Von Gabriella Gönczy
19.08.2004. In Ungarn haben die Kulturmacher weniger Angst vor dem Internet als hierzulande. Die Digitale Akademie der Literatur hat zum Beispiel sämtliche Werke der besten ungarischen Gegenwartsautoren frei ins Netz gestellt.

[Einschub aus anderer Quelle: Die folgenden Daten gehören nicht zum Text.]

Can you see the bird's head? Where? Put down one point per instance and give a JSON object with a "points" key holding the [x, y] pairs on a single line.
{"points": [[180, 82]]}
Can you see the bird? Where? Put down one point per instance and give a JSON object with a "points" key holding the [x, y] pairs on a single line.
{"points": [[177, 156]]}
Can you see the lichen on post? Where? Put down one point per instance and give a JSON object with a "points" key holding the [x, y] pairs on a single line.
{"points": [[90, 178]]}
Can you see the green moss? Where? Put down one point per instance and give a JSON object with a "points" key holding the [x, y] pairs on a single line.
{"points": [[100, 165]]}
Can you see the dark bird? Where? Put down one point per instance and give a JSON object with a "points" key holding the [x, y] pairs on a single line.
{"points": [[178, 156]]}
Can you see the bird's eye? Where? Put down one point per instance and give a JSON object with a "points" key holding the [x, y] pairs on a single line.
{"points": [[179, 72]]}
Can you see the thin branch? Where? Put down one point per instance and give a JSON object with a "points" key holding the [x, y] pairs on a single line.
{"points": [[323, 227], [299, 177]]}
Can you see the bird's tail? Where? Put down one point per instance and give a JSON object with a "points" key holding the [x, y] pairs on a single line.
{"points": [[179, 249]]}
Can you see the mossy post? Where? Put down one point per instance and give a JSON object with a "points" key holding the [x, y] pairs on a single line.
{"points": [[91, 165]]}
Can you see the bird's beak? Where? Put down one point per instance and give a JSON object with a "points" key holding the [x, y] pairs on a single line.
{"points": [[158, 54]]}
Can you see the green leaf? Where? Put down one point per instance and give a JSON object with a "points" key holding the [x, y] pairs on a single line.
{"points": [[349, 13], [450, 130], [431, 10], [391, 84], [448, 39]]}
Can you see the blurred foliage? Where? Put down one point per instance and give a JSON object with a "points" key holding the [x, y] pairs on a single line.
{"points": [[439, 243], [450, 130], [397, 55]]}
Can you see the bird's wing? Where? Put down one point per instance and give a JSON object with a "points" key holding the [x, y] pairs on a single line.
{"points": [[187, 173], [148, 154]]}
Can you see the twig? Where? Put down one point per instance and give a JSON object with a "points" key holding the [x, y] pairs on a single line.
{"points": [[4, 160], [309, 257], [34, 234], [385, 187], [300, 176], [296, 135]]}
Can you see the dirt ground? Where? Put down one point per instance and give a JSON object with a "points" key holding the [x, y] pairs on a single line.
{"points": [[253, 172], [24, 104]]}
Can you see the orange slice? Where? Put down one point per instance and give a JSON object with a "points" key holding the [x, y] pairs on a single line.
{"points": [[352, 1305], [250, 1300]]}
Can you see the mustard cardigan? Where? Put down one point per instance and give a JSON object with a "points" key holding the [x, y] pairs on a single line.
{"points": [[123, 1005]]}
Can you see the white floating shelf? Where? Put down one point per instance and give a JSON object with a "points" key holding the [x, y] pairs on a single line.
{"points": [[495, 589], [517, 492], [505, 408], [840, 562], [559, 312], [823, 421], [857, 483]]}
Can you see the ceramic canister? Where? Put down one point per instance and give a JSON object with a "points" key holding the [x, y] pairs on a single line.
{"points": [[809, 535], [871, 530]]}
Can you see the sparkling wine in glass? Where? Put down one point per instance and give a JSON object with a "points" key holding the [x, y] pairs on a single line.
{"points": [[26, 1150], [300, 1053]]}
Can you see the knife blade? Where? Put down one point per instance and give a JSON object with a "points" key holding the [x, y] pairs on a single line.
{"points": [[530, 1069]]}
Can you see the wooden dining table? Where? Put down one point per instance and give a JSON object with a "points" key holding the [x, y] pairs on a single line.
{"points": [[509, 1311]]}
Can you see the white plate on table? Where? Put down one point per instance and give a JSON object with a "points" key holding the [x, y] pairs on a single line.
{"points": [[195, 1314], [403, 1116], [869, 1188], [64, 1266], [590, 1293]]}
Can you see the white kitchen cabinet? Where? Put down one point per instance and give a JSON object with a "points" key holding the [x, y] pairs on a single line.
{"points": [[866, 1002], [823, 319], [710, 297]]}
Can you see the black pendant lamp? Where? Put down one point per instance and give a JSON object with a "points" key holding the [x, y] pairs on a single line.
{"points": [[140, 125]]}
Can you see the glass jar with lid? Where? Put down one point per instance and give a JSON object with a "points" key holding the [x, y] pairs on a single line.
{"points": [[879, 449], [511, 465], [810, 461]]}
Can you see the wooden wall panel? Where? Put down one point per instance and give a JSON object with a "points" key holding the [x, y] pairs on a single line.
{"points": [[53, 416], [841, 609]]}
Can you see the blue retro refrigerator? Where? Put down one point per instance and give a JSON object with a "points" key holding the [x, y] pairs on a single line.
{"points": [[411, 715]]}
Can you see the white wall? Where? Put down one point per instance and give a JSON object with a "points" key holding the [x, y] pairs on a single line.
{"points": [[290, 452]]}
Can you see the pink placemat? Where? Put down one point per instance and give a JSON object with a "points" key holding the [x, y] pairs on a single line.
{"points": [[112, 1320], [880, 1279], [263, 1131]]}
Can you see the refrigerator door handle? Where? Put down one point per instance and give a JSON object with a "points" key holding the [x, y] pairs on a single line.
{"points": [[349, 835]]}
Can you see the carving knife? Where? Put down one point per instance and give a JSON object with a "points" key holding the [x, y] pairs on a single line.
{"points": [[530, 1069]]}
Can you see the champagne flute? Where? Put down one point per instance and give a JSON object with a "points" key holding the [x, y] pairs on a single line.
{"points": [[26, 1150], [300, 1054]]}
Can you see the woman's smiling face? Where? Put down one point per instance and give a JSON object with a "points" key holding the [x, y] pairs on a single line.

Die ungarische Kultur- und Bildungspolitik hat nicht nur die eigenen Staatsbürger mit Stoff für Kopf und Herz zu bedienen. In den Nachbarstaaten Ungarns leben etwa drei Millionen Ungarn in der Minderheit, die zum Teil durch die neuen EU-Außengrenzen von Ungarn fast hermetisch abgetrennt wurden. Für sie bedeuten kulturelle Angebote im Internet eine der wenigen Brücken zum Land ihrer Muttersprache. Außerdem ist Ungarisch eine kleine Sprache, die - außer Finnisch und Estnisch - mit keinen anderen europäischen Sprachen verwandt ist. Die Ungarn leben also auf einer zwar hübschen, aber winzigen und isolierten Sprachinsel in Mitteleuropa. Die ungarische Kulturpolitik versucht deshalb seit Jahren, durch die unterschiedlichsten Maßnahmen den Zugang zur ungarischen Kultur für die Welt zu erleichtern, um die ungarische Literatur und Kultur aus ihrer sprachlich bedingten Isolation zu befreien.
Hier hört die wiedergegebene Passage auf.